Тогда Анатолий Борисович поднялся и, оказавшись человеком довольно высокого роста, сутулым и с брюшком, направился к Боголюбову. При этом он заметно хромал на правую ногу и болезненно морщился при каждом шаге.
– Если гора не идет к Магомету, – проговорил он, усаживаясь рядом с доктором, – то Магомет… и так далее. Шурик, не в службу, а в дружбу… Рюмочку мне и еще одну… Для нашего гостя. Как, кстати, вас величать? Сергей Павлович? Боголюбов? Будем знать. Шурик, пожалуйста… Мою сигару и пепельницу… – Сигара потухла. Анатолий Борисович самостоятельно чиркнул спичкой, хотя тонтон-макут и вождь стоял рядом с коробком в одной руке и спичкой в другой. – Отчего вы не пьете? Коньяк – не ваш напиток?
– Бросил пить по утрам.
– Утро… День… Вечер… – Анатолий Борисович медленно выпустил изо рта струю пахучего дыма. – Условности, друг мой. – Его ледяные глазки при помощи очков с сильными стеклами словно бы делали фотографические, а может быть, и рентгеновские снимки различных частей физиономии доктора: сначала лба, затем носа, а вслед за тем уставились в область левого уха Сергея Павловича. – Время суток и время жизни определяет не циферблат и не стук маятника, а наше внутреннее состояние. Я это всегда чувствовал, и в юности, когда баловался стихами… а кто из нас в юности не поэт? кто не рифмовал? Шурик, вы писали стихи? – спросил он и, услышав, что ничего похожего с тонтон-макутом никогда не случалось, пожал плечами. – Странно… Можно подумать, у него никогда не было поллюций. Н-да. Что-то там было у меня вроде того, что времени бремя не властно вынести свой приговор… ах, как я упивался этими звуками: вр-ре-емени… бр-ре-е-мя, – как со сцены произнес Анатолий Борисович, подчеркнув раскатистое «р» и долгое «е» плавным движением руки с дымящейся в ней сигарой. – Я есмь, покуда ночь жарка, я есмь, покуда солнце ало, и всю тебя, сняв покрывало, я вечной посвящу любви… Плохо?
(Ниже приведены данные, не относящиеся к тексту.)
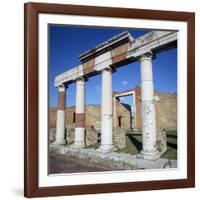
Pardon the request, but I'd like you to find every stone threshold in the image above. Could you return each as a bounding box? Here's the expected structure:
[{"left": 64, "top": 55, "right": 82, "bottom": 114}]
[{"left": 50, "top": 144, "right": 177, "bottom": 170}]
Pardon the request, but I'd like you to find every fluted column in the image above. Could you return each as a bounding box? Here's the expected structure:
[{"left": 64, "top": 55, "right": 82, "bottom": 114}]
[
  {"left": 140, "top": 53, "right": 160, "bottom": 160},
  {"left": 98, "top": 67, "right": 113, "bottom": 153},
  {"left": 72, "top": 77, "right": 85, "bottom": 148},
  {"left": 54, "top": 85, "right": 66, "bottom": 144}
]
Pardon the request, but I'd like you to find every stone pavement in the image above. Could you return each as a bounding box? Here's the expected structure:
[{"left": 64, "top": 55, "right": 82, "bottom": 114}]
[{"left": 50, "top": 144, "right": 177, "bottom": 170}]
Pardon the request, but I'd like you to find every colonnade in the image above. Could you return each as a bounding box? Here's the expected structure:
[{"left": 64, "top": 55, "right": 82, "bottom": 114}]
[{"left": 55, "top": 52, "right": 160, "bottom": 160}]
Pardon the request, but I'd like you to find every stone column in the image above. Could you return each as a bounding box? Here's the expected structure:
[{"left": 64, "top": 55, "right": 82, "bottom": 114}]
[
  {"left": 54, "top": 85, "right": 66, "bottom": 144},
  {"left": 139, "top": 53, "right": 160, "bottom": 160},
  {"left": 131, "top": 92, "right": 136, "bottom": 129},
  {"left": 72, "top": 77, "right": 85, "bottom": 148},
  {"left": 98, "top": 67, "right": 114, "bottom": 153}
]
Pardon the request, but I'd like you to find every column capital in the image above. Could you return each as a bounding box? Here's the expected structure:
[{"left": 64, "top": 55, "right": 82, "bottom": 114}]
[
  {"left": 138, "top": 51, "right": 154, "bottom": 62},
  {"left": 57, "top": 84, "right": 68, "bottom": 92},
  {"left": 76, "top": 76, "right": 88, "bottom": 82},
  {"left": 102, "top": 66, "right": 113, "bottom": 72}
]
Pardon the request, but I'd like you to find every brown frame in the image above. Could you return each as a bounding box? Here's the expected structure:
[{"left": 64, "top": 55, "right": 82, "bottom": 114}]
[{"left": 24, "top": 3, "right": 195, "bottom": 197}]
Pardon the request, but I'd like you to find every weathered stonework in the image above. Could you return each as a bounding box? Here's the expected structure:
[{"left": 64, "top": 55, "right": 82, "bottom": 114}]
[
  {"left": 49, "top": 86, "right": 177, "bottom": 130},
  {"left": 75, "top": 113, "right": 85, "bottom": 127}
]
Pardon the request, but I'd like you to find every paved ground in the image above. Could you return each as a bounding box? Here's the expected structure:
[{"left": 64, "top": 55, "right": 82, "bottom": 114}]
[{"left": 49, "top": 152, "right": 111, "bottom": 174}]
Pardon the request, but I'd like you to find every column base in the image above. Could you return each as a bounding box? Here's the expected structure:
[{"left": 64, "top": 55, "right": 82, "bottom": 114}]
[
  {"left": 137, "top": 150, "right": 161, "bottom": 160},
  {"left": 97, "top": 144, "right": 116, "bottom": 153},
  {"left": 53, "top": 139, "right": 66, "bottom": 145},
  {"left": 71, "top": 142, "right": 85, "bottom": 149}
]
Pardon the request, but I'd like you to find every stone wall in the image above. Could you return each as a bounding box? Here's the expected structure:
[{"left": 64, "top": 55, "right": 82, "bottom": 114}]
[{"left": 49, "top": 86, "right": 177, "bottom": 140}]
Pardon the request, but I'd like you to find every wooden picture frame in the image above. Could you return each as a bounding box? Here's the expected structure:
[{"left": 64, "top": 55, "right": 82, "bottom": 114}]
[{"left": 24, "top": 3, "right": 195, "bottom": 197}]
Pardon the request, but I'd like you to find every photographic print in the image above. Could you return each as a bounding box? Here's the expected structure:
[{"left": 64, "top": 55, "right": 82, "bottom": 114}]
[
  {"left": 48, "top": 24, "right": 178, "bottom": 174},
  {"left": 24, "top": 3, "right": 195, "bottom": 197}
]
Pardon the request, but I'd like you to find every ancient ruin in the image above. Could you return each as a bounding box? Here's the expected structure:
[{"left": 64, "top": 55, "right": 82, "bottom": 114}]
[{"left": 54, "top": 31, "right": 177, "bottom": 160}]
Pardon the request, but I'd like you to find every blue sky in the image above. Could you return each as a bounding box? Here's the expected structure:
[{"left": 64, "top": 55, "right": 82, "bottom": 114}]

Хорошо?
– Чудовищно, – без лишних раздумий сказал Сергей Павлович.
– Суровая правда, – хладнокровно, но все же с едва заметной ноткой неудовольствия принял смертельный приговор Анатолий Борисович. – Хотя книжка стихов у меня все-таки вышла. Первая, – уточнил он, – и последняя. Слава всевышнему, я вовремя понял, что для поэзии я недостаточно сумасшедший. Все поэты… настоящие, я имею в виду, поэты, они несчастные, безумные, страдающие люди… А поэт маленький, поэтик-клопик, поэтик-вошка, его и в микроскоп едва видно, сочинит, натужась, пару стишат с фигой в кармане, какую-нибудь, я тут одного такого читал, «Оду “Голосу Америки”»… Ода «Голосу Америки»! Ха-ха, – отчетливо рассмеялся он. – Я памятник себе воздвиг нерукотворный – золото высочайшей пробы!.. и славословие американскому радио – тусклая медяшка… Ниже низшего предела. Но раз он затесался в цех поэтов, то непременно должен быть как будто бы не от мира сего. Вот и ходит всю жизнь в маске. И сам мучается, и ближних своих изводит. Не приведи Бог. Не-ет, суровая проза мне милей. А что? Худо-бедно, собрание сочинений, шесть томов, седьмой дополнительный. А, Шурик?
Тонтон-макут отчеканил, преизрядно удивив при этом Сергея Павловича замечательной ловкостью ответа.
– Вы, Анатолий Борисович, – объявил он, – живой наш классик. И политический деятель.
После чего Анатолий Борисович взглянул на доктора с таким видом, будто хотел спросить: мои стишки вам не пришлись, а на это что скажете?
– Семь томов! – изумленно покачал головой доктор Боголюбов. – Почти как у Бунина…
Теперь ледяные глазки смотрели прямо в глаза Сергея Павловича и старались угадать, была ли в его упоминании Бунина некая задняя мысль, насмешка, граничащая с издевательством, намек на четырнадцатую, так сказать, строчку табели о рангах, безо всяких на то оснований самочинно переместившуюся на первое место. Но Сергей Павлович взгляд не отводил и глядел честным человеком.